Il est vrai qu’il est encore admirable dans toutes ses autres créatures, parce qu’il n’y en a aucune qui n’élève l’esprit à la connaissance de ses grandeurs. Il est admirable dans la production des fleurs, des fruits, des plantes et des animaux, où nous voyons sa beauté et sa gloire peintes avec de si vives couleurs. Il est admirable dans la création des étoiles, des planètes et des corps célestes, qui, par leur splendeur et leur incorruptibilité, sont autant de figures de sa lumière éternelle. Il est surtout admirable dans la formation de ce grand univers, où, d’un côté, la multitude presque infinie des êtres différents qui le composent, et de l’autre le bel ordre et l’harmonie merveilleuse qui se trouvent entre eux obligent les plus forts esprits à s’élever au-dessus de tout ce qui est créé, pour reconnaître un Dieu indépendant, un Dieu immortel, un Dieu tout-puissant, un Dieu plein de bonté, qui a su et a bien voulu opérer tant de miracles pour élever nos cœurs et les conduire, par les choses visibles, à la connaissance et à l’amour de ses perfections invincibles.

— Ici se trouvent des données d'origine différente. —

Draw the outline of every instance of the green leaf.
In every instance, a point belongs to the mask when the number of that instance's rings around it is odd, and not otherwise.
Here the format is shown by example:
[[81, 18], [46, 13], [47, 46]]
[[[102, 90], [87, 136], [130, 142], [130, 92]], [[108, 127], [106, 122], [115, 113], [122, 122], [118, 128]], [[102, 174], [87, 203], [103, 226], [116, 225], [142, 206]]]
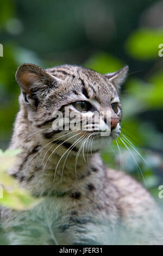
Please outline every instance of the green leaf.
[[135, 31], [126, 43], [127, 52], [139, 60], [159, 58], [159, 45], [163, 43], [163, 29], [141, 28]]
[[95, 54], [84, 64], [84, 66], [102, 74], [118, 70], [124, 64], [115, 56], [104, 52]]

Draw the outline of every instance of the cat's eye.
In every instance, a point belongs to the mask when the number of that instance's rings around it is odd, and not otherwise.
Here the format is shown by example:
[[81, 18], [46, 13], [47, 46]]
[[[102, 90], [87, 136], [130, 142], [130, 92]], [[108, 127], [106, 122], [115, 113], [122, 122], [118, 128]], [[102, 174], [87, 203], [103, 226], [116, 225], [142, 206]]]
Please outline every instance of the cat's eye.
[[79, 111], [88, 111], [90, 108], [90, 104], [85, 101], [77, 101], [73, 103], [73, 106]]
[[112, 108], [113, 109], [114, 112], [116, 114], [117, 114], [118, 111], [118, 103], [117, 102], [112, 103], [111, 104], [111, 107], [112, 107]]

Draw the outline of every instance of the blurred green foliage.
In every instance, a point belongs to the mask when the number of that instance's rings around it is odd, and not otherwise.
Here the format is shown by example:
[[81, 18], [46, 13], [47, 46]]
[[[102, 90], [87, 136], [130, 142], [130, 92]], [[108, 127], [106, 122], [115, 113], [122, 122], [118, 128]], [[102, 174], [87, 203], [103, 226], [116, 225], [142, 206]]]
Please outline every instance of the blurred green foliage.
[[7, 173], [7, 169], [16, 161], [16, 155], [21, 149], [0, 150], [0, 205], [16, 210], [26, 210], [40, 203], [21, 188], [16, 180]]
[[159, 57], [158, 47], [163, 44], [159, 15], [163, 1], [0, 2], [0, 43], [4, 46], [4, 57], [0, 57], [0, 148], [8, 147], [18, 109], [15, 74], [19, 65], [29, 62], [46, 68], [75, 64], [106, 73], [127, 64], [130, 71], [121, 98], [125, 133], [122, 138], [126, 137], [128, 148], [118, 139], [120, 156], [116, 142], [102, 156], [109, 166], [120, 169], [123, 165], [143, 185], [145, 180], [161, 202], [158, 188], [163, 184], [163, 57]]

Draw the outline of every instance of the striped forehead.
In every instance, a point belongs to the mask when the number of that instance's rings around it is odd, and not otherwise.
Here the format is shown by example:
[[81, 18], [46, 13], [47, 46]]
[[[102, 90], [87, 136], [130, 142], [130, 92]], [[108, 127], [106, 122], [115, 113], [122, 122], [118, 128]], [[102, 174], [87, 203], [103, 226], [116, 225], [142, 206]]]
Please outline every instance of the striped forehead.
[[86, 98], [100, 104], [105, 104], [118, 96], [115, 87], [109, 83], [108, 79], [93, 70], [77, 66], [65, 65], [47, 71], [66, 81], [70, 90], [73, 89], [75, 92], [77, 89], [76, 92], [78, 92], [78, 85], [80, 84], [80, 93]]

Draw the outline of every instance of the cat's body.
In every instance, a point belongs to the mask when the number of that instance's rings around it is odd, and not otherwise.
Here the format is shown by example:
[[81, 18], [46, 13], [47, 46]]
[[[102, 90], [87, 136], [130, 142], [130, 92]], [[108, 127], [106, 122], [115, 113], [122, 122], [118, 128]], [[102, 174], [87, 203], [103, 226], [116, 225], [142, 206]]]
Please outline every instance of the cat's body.
[[[104, 76], [76, 66], [19, 68], [23, 93], [10, 148], [23, 151], [9, 173], [43, 200], [28, 211], [1, 209], [10, 244], [161, 243], [156, 206], [148, 192], [123, 172], [106, 168], [98, 153], [120, 133], [118, 86], [127, 71]], [[87, 113], [110, 110], [109, 136], [53, 130], [56, 109], [63, 112], [66, 105], [83, 114], [77, 102], [82, 107], [89, 102]]]

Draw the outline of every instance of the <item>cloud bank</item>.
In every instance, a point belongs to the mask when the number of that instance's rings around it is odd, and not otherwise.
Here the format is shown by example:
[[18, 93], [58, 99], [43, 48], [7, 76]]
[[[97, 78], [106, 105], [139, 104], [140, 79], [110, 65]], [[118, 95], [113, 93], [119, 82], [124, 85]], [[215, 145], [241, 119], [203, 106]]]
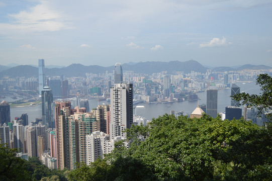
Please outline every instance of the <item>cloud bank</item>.
[[219, 38], [214, 38], [209, 42], [207, 42], [199, 45], [200, 48], [210, 48], [215, 47], [220, 47], [227, 46], [232, 44], [232, 42], [228, 42], [227, 41], [227, 39], [224, 37], [222, 37], [222, 39]]

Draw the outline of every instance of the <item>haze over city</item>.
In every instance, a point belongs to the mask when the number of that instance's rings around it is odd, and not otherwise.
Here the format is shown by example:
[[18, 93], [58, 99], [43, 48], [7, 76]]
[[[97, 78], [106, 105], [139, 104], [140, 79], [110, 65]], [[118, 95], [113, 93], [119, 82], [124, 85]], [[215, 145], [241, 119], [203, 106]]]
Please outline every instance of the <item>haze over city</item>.
[[272, 66], [271, 3], [2, 1], [0, 64]]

Mais ce grand Dieu ne se fait en nulle chose si hautement admirer que dans l’âme des justes et dans les vertus qu’ils ont pratiquées ; car toutes les créatures privées d’intelligence et de raison ne sont que les signes et les vestiges de Dieu ; ce qu’on pourrait dire aussi en quelque façon des pécheurs qui se sont rendus semblables aux bêtes ; mais les Justes et les Saints, au contraire, sont les images et les copies vivantes de sa divinité, et ils ont l’honneur d’être ses amis, ses enfants par adoption, ses favoris, ses héritiers et les chers objets de ses complaisances. Saint Basile dit même que chaque Saint est un Dieu, non pas à la vérité par la perfection de sa nature, qui est la même que celle des autres hommes, mais par le bénéfice de la grâce dont son âme est comme édifiée. Ainsi, nous avons beaucoup de sujets de dire que ni la terre avec sa fécondité et l’abondance de ses fleurs et de ses fruits, ni la mer avec ses richesses et le nombre infini de ses monstres et de ses poissons, ni l’air avec ses beautés et la multitude de ses oiseaux et de ses météores, ni le feu avec ses éclairs et le terrible éclat de ses tonnerres, ni le ciel même par la splendeur de ses astres et la régularité de ses mouvements, ne nous publient si avantageusement la grandeur et la gloire de notre Dieu que l’âme d’un Saint que sa bonté a choisi pour le lieu de sa demeure, pour le vaisseau de ses grâces, pour le centre de son repos et pour l’objet de ses plus tendres amours.
Nous conclurons donc avec le Roi-Prophète que sa propre expérience a fait parler, que « Dieu est véritablement admirable en ses Saints, qu’il est le Dieu d’Israël qui a donné cette grâce et cette force à son peuple, et que son saint nom en doit être infiniment béni ».